I started working for TXDPS in 1998. I started at the very bottom as a mail clerk in Accident Records. A year later I promoted 4 grades up to a fingerprint clerk. A little over a year after that I promoted 2 grades up to a fingerprint technician 1. A year after that I promoted to a fingerprint technician 2. The fingerprint section has 3 shifts. I started on graveyard, moved to evenings and finally made it to dayshift. Dayshift is where I began to have problems at work. They were minimal at first but have increased steadily over the span of time that I have worked on days. I stuck it out because my husbands health depends on the health insurance that my job provides. I also stuck it out because I knew I could do better, after all I already had. I could not or would not see that the environment I was in was making some of the BiPolar symptoms a real issue for me. I see it now.
When I return to work I plan for it not to be in fingerprints, even if that means taking a demotion.

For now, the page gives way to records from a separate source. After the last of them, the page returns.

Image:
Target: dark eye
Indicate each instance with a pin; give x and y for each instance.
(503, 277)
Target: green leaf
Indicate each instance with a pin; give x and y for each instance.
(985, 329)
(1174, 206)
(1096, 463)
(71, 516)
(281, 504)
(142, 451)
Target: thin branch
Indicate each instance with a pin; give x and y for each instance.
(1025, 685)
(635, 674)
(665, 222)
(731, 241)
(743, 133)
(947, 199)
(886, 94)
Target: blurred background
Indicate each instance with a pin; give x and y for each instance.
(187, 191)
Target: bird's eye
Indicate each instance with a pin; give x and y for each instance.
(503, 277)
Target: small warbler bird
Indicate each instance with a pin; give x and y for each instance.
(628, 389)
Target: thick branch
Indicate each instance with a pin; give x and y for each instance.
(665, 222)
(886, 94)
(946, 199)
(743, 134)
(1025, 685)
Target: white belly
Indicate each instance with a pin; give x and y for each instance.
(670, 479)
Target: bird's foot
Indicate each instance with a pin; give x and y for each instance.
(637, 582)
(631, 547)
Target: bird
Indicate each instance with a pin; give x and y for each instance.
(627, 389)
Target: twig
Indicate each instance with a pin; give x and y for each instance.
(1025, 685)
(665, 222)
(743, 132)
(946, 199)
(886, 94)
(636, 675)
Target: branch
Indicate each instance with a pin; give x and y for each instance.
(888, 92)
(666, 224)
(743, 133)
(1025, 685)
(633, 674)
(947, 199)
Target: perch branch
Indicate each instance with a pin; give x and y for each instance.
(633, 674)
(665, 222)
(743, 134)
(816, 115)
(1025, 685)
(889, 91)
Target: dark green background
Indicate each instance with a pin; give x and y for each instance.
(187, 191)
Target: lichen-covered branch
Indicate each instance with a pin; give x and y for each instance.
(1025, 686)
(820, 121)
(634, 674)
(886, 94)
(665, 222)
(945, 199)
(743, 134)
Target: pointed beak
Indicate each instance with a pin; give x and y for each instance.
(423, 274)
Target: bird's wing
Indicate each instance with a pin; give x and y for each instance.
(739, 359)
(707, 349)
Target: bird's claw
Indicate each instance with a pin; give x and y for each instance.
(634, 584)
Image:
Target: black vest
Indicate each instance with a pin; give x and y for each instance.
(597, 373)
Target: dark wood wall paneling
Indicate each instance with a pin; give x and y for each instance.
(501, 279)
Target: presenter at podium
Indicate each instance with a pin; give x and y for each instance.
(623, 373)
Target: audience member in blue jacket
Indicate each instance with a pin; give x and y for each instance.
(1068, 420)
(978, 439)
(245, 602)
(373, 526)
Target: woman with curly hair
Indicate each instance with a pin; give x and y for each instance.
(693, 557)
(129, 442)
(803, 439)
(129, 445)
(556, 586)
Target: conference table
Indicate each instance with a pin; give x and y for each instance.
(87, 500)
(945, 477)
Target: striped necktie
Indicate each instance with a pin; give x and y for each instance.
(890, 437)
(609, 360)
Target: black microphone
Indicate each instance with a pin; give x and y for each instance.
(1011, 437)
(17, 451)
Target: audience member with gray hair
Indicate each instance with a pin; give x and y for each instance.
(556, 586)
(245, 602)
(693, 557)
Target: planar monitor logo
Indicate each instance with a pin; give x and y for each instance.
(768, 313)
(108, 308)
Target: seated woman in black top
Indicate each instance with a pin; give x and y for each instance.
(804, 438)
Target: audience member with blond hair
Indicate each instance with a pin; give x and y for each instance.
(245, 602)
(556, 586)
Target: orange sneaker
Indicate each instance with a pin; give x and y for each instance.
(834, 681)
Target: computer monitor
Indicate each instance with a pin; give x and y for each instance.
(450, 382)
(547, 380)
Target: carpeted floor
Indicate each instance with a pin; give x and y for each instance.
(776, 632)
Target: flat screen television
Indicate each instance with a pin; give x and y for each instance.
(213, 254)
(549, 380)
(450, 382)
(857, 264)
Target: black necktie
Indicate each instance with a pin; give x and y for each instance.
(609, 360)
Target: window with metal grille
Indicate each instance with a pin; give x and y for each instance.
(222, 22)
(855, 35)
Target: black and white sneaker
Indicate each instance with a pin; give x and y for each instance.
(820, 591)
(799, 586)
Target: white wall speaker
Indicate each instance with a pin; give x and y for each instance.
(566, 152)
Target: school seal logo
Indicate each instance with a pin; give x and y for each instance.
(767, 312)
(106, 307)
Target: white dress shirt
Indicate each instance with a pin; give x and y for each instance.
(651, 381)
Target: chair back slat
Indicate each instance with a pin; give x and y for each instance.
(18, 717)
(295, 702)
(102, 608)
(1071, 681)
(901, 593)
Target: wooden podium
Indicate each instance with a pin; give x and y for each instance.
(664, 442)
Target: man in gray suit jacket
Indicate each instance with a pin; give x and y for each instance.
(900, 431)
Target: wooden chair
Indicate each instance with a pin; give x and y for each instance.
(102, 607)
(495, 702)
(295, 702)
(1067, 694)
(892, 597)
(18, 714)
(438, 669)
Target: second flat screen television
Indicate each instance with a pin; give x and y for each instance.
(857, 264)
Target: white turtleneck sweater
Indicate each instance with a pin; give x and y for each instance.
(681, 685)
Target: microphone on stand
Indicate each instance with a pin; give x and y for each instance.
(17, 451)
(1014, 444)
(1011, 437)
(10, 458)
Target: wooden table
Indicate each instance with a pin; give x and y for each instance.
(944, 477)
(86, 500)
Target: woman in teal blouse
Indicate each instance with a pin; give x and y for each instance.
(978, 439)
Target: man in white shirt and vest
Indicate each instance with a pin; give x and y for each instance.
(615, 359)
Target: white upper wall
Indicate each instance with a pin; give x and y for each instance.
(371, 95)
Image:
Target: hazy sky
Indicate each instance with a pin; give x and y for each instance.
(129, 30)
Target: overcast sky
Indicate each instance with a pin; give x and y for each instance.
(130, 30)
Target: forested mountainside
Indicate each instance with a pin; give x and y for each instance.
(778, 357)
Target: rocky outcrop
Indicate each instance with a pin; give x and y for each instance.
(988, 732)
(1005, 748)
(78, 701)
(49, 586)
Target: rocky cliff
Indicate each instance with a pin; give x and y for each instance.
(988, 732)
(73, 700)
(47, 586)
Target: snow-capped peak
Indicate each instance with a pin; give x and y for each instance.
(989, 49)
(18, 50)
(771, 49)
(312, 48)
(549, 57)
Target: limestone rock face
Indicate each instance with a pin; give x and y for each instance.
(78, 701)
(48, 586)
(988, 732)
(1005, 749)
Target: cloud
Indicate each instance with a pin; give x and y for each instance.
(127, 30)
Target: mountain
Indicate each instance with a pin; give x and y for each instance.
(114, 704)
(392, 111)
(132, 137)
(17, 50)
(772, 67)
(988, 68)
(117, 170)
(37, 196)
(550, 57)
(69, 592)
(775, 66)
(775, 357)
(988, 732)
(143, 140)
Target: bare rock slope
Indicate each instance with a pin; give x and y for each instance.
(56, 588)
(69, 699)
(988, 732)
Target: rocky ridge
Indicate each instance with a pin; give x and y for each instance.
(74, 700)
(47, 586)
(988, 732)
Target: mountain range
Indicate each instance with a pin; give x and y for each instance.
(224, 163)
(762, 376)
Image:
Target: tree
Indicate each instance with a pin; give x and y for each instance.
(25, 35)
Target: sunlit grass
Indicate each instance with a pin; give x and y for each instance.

I believe I could mount a credible defense against the formal complaint and keep the job I have. Why would I ever want to do that? People working in other sections in my bureau never look as unhappy or angry as they do in fingerprints.
My psychiatrist has pulled me off of work for one month and put me in intensive outpatient therapy. She is furious with my work for holding my mistakes for over a month instead of giving them to me straight away so the problem could be dealt with. One of the 6 mistakes was given to me in January and she immediately lowered my dosage. Had the next mistake been given to me as it happened the others might have been averted.
So where am I right now? Right now I have a month to transform my life. Right now I get to heal, choose and change. It is a rare opportunity and I am going to take full advantage of it.